Fossil fuel subsidies in B.C. reach nearly $1 billion annually

One of the main talking points against Tesla and their success is that wouldn’t have happened had it not been for the generous subsidies provided by various levels of government to help people purchase their electric vehicle. Now the Vancouver Sun reports that a new study shows the fossil fuel industry receives even more from the B.C. government every year, coming close to $1 billion in 2017-2018.

The International Institute for Sustainable Development, who published the report, found that the subsidies in B.C. are complicated and extensive, often overlooked and not always transparent, and obviously support activities that contribute to climate change.
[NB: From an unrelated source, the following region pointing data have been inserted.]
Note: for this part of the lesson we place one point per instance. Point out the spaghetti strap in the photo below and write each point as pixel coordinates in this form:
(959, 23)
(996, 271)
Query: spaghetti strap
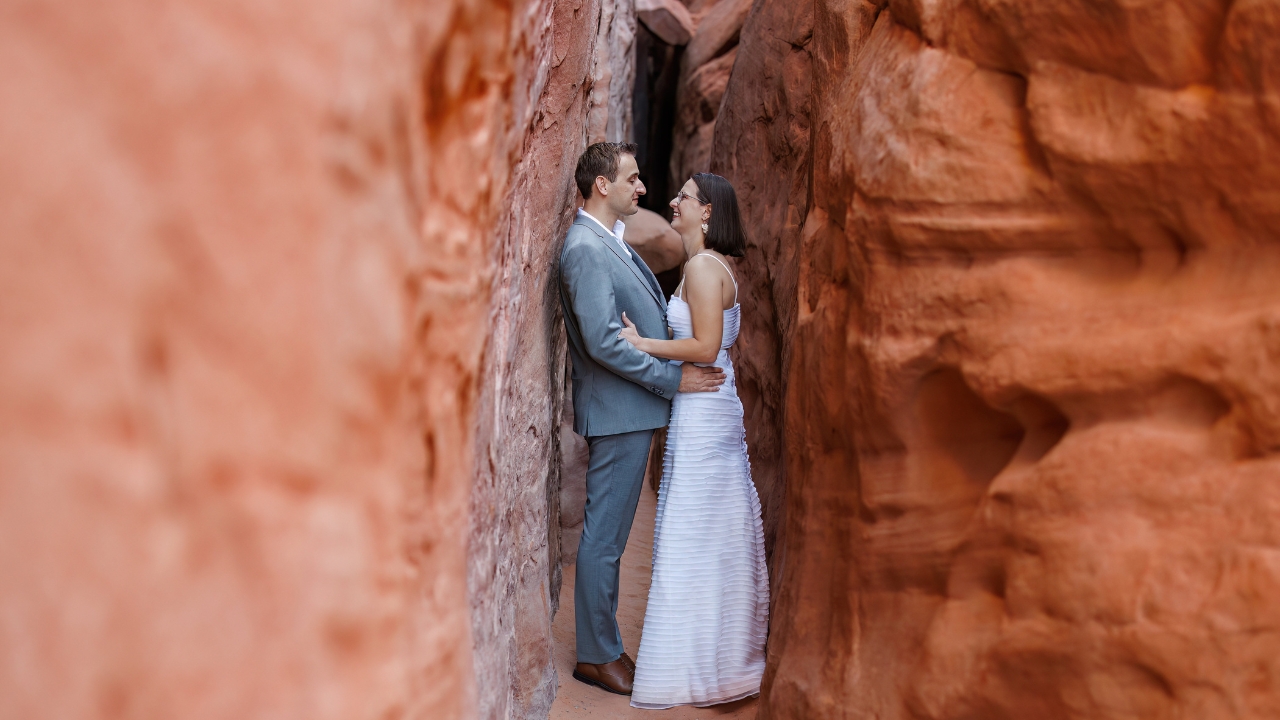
(726, 269)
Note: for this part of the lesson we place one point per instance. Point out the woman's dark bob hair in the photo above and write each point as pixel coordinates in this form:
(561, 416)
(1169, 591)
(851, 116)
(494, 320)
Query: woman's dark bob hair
(725, 228)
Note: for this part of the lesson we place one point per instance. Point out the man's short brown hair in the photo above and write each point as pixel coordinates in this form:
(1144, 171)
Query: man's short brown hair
(599, 159)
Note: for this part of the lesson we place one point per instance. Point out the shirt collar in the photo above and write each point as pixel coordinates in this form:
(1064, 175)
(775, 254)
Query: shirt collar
(618, 227)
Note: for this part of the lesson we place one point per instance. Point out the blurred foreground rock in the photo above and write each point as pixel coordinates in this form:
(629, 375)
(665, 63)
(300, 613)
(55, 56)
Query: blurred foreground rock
(283, 365)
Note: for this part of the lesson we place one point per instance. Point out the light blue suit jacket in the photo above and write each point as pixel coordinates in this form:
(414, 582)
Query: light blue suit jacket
(616, 387)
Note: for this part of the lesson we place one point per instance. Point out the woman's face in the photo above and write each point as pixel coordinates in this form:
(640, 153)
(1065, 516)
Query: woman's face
(688, 213)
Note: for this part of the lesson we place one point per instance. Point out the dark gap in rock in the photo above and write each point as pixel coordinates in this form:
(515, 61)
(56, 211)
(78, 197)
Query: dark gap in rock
(653, 109)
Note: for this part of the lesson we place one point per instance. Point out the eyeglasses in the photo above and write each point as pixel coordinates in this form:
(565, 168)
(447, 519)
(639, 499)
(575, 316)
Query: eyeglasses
(682, 195)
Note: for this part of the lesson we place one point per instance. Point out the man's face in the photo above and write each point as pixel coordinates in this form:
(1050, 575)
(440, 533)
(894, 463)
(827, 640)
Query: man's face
(625, 192)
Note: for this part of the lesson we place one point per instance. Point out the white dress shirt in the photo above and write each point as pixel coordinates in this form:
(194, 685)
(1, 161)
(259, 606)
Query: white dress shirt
(616, 233)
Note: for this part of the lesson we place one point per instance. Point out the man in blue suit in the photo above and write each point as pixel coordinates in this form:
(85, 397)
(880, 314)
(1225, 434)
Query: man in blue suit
(620, 395)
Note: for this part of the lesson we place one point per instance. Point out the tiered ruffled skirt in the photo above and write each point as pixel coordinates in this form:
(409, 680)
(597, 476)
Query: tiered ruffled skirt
(707, 619)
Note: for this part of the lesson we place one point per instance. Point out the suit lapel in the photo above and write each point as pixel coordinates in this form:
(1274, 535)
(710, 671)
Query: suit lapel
(635, 269)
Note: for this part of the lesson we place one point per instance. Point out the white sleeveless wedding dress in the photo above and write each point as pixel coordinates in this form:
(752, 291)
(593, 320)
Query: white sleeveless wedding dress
(704, 628)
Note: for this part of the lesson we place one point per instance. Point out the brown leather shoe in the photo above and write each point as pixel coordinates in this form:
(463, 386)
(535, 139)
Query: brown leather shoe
(613, 677)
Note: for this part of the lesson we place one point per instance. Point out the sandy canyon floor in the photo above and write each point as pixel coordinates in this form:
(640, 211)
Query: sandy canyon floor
(577, 700)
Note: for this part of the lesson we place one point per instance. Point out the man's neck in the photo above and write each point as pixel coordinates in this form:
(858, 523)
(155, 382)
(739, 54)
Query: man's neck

The authors of the report also found that the subsidies come in various forms, like provincial tax exemptions, direct spending commitments, and what makes up the lion’s share of the subsidies, royalty reductions.

These royalty reduction programs bring down the amount of cash fossil fuel companies must pay to the government, and totalled a whopping $631 million in 2018-2019. A further $268 million were in the form of provincial tax exemptions in 2017-2018.

These numbers pale in comparison to the amount of money set aside for electric vehicle purchases, which totalled just $41.5 million in 2019. Not only was the amount of money set aside for the CEV for BC program, subsidy amounts were reduced part way through the year from $5,000 down to $3,000 for qualifying vehicles.